Sunday, January 04, 2004

The Best and Worst of 2003

Well, 2004 is officially upon us, but there's still some time to look back at 2003. So, I've taken the entire year and packaged it into a short awards ceremony that's bound to leave many people out. But, that's what these "Look Back" and "Year in Review" things are all about.

Now, I'm not saying that Konfabulator is a bad application. I personally like and use it (though I can't say I've registered it). That said, it definitely didn't meet the expectations created by its own hype. Rather than being a revolution in development and the user interface, many just saw the app as a glorified way of doing things you can already do, and many others just couldn't see why it was worth $25.
Konfabulator is definitely improving, and may some day trigger that revolution that we're still waiting for. But until then, it can be known as the Most Overly-Hyped Application of the Year.

The explanation for this is short and simple. You don't have to like the brushed metal Finder, and you don't have to have a brushed metal Finder. Go download an application like cliché software's ThemeChanger or Unsanity's ShapeShifter and stop whining.

Sure, iTunes 4 for the Mac was revolutionary. Still, it lacks the simple genius that wins this honor for its PC counterpart: Let's take our best, easiest to use iApp and give Windows users a taste of what they're missing out on. When you look at it like that, the amazing iTunes Music Store seems secondary (and considering how little profit it generates even as the number one digital music store, it is kinda secondary).
On the PC, iTunes helps bridge the gap for potential switchers. If they've got their iPod and their iTunes, they just might look at an iMac or a Powerbook next time they're computer shopping. Simple, but genius.
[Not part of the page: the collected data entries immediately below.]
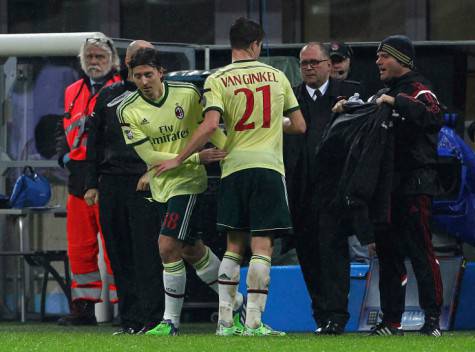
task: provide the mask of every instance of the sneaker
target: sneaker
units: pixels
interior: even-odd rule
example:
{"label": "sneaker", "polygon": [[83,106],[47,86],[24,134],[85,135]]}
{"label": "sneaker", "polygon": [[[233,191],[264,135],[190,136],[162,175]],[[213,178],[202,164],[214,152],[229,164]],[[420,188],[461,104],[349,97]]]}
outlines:
{"label": "sneaker", "polygon": [[137,332],[137,335],[145,335],[145,333],[146,333],[147,331],[152,330],[152,329],[153,329],[154,327],[156,327],[158,324],[160,324],[160,323],[156,323],[156,322],[155,322],[155,323],[146,323],[146,324],[142,327],[142,329],[140,329],[140,330]]}
{"label": "sneaker", "polygon": [[429,318],[424,323],[424,326],[419,330],[421,335],[441,337],[442,330],[439,326],[439,318]]}
{"label": "sneaker", "polygon": [[258,328],[251,329],[247,326],[244,328],[244,336],[285,336],[283,331],[273,330],[270,326],[261,323]]}
{"label": "sneaker", "polygon": [[401,328],[395,328],[385,322],[376,324],[370,331],[369,336],[403,336],[404,331]]}
{"label": "sneaker", "polygon": [[224,326],[224,324],[218,322],[218,328],[216,329],[217,336],[241,336],[243,329],[233,324],[230,327]]}
{"label": "sneaker", "polygon": [[59,318],[58,325],[97,325],[94,302],[77,299],[71,303],[71,313]]}
{"label": "sneaker", "polygon": [[335,322],[335,321],[329,321],[323,327],[318,328],[315,330],[316,335],[341,335],[343,334],[343,331],[345,328],[343,325]]}
{"label": "sneaker", "polygon": [[134,329],[134,328],[126,328],[122,327],[117,331],[114,331],[112,333],[112,336],[117,336],[117,335],[136,335],[139,333],[139,330]]}
{"label": "sneaker", "polygon": [[246,322],[246,306],[247,298],[246,296],[242,297],[242,304],[238,310],[233,312],[233,323],[234,326],[244,331],[244,323]]}
{"label": "sneaker", "polygon": [[178,328],[173,325],[171,320],[163,320],[156,327],[151,330],[148,330],[145,335],[176,336],[178,335]]}

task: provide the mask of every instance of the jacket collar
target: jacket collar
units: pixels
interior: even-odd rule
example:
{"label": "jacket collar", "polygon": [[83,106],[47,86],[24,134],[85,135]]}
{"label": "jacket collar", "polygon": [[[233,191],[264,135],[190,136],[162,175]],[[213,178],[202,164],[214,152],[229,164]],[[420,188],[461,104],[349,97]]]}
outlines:
{"label": "jacket collar", "polygon": [[[102,82],[106,83],[108,80],[110,80],[114,75],[117,74],[117,71],[115,68],[109,71],[107,75],[104,76],[104,79]],[[91,89],[91,78],[84,72],[81,71],[81,78],[84,80],[84,83],[86,84],[87,88],[90,90]]]}

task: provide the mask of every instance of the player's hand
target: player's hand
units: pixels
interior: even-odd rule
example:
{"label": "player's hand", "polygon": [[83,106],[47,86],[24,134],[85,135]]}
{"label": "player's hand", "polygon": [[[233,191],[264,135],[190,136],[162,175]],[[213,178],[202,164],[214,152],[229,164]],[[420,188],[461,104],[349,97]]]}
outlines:
{"label": "player's hand", "polygon": [[86,204],[91,206],[99,203],[99,190],[97,188],[90,188],[84,194]]}
{"label": "player's hand", "polygon": [[347,102],[348,100],[346,99],[340,99],[336,102],[336,104],[333,106],[332,108],[332,111],[333,112],[344,112],[345,111],[345,103]]}
{"label": "player's hand", "polygon": [[181,162],[177,158],[173,158],[170,160],[162,161],[160,164],[153,166],[152,169],[155,170],[154,176],[158,177],[165,171],[176,169],[180,165]]}
{"label": "player's hand", "polygon": [[148,172],[144,173],[142,177],[140,177],[135,190],[138,192],[150,190],[150,177],[148,176]]}
{"label": "player's hand", "polygon": [[223,160],[228,153],[222,149],[208,148],[203,149],[199,153],[201,164],[209,164],[215,161]]}
{"label": "player's hand", "polygon": [[381,95],[378,99],[376,99],[376,104],[381,105],[383,103],[389,104],[391,106],[394,106],[394,102],[396,99],[394,97],[391,97],[387,94]]}

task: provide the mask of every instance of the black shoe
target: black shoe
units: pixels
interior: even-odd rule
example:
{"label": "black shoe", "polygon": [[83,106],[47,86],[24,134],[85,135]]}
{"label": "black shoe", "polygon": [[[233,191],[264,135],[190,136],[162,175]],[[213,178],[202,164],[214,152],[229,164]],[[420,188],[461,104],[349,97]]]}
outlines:
{"label": "black shoe", "polygon": [[71,303],[71,313],[59,318],[58,325],[97,325],[94,304],[84,299],[75,300]]}
{"label": "black shoe", "polygon": [[341,335],[345,330],[344,326],[335,322],[328,321],[323,327],[315,330],[316,335]]}
{"label": "black shoe", "polygon": [[442,330],[439,326],[439,318],[428,318],[424,323],[424,326],[419,330],[421,335],[441,337]]}
{"label": "black shoe", "polygon": [[117,335],[136,335],[140,332],[139,329],[134,329],[134,328],[128,328],[128,327],[122,327],[117,331],[114,331],[112,333],[112,336],[117,336]]}
{"label": "black shoe", "polygon": [[369,336],[403,336],[404,331],[401,328],[395,328],[388,323],[381,322],[374,326]]}

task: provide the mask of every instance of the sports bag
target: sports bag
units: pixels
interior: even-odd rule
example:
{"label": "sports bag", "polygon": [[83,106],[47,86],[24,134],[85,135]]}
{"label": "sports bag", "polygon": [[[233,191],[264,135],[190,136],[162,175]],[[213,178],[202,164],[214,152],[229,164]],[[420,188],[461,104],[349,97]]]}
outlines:
{"label": "sports bag", "polygon": [[17,178],[10,196],[12,208],[42,207],[51,198],[51,186],[46,177],[39,175],[31,166],[25,166]]}

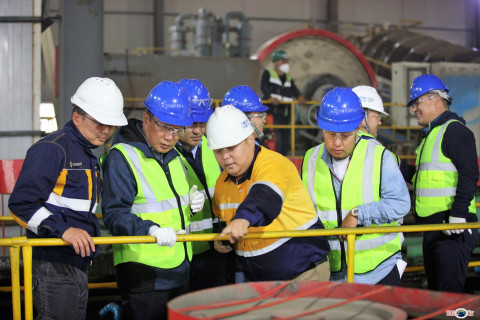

Back when we were just speculating about Panther's features, now neglected rumor site LoopRumors reported that the new OS would feature a "System-wide metal interface." Within days, the site was claiming that people had misunderstood and that the Finder would stay aqua.
Guess what? They were right the first time around!
As we all know now, Panther features a fully brushed metal Finder. If LoopRumors hadn't recanted under pressure, they would've been the first major site to predict the big move. Kinda funny when you think about it...

Ambrosia Software's WireTap isn't a fancy application, but it's free and it's useful (what more can we ask for?). WireTap let's you record audio being played by your Mac into a .aiff file. It might be a bit light on features, but it does what it's supposed to do (and it does it pretty well). It's great for recording audio from a DVD, amongst other things.

It might have been rumored for months before Panther's WWDC unveiling, but "Piles" still can't be found in any copies of OS X. This fancy new feature was supposed to allow users to pile up their documents, but all we wound up with was Exposé and a new Finder (shucks).

Sure, there are plenty of things with worse names than AirPort Extreme, but we expect a bit more from Apple. It's better than AirPort 2 or iAirPort, but you'd think they could've come up with something - anything - better than "Extreme" to tack on the end. Hell, it sounds like a skateboarding move on the half pipe ("Dude, that was an awesome AirPort Xtreme!").

Another honor for another Apple application. "Safari" is definitely not the name we expected for an Apple web browser, but it's a good name. In fact, I'd say most people were so relieved it wasn't named "iBrowse" that they didn't care what the actual name was. Here's a resolution for Apple in 2004: Let's see more of these creative names (and please, nothing else with "Extreme" in it).

Sure, the first iTunes Music Store campaign (you know, the ones with the people singing along to their favorite songs on their iPods) was good, but this one was even better. It had funky colors, cool visuals, and better singing. These eye-catching ads helped sell iPods over the holidays and push the iTMS to number one on the online music store charts. Rumor has it that it took quite a bit of convincing to get Jobs to agree to the colored backgrounds (instead of that ol' "Switcher White" look), but it was a good move. Another great campaign by Chait Day.

and finally...

The latest, greatest Powermacs with the super-powered, 64-bit G5s is the winner of dual honors (along with dual processors) this year. The new machines were highly anticipated and even highlier rumored as the World Wide Developers Conference keynote approached (so highly rumored that it can only be described with made up words). Even with all these rumors, nobody knew the specs for the next generation of Powermacs. But then, days before the keynote, the most unlikely source let us in on a big secret. Yes, the Apple online store actually posted the specs on the Powermac page, accidentally (or so we think) revealing the top-end dual-2 GHz model.
Still, even though it was the year's biggest leak, the new Powermacs still made a huge splash at the WWDC keynote. To put it simply (and in terms of an overused cliché), we were shocked and awed (most likely due to a powerful reality distortion field around Mr. Jobs).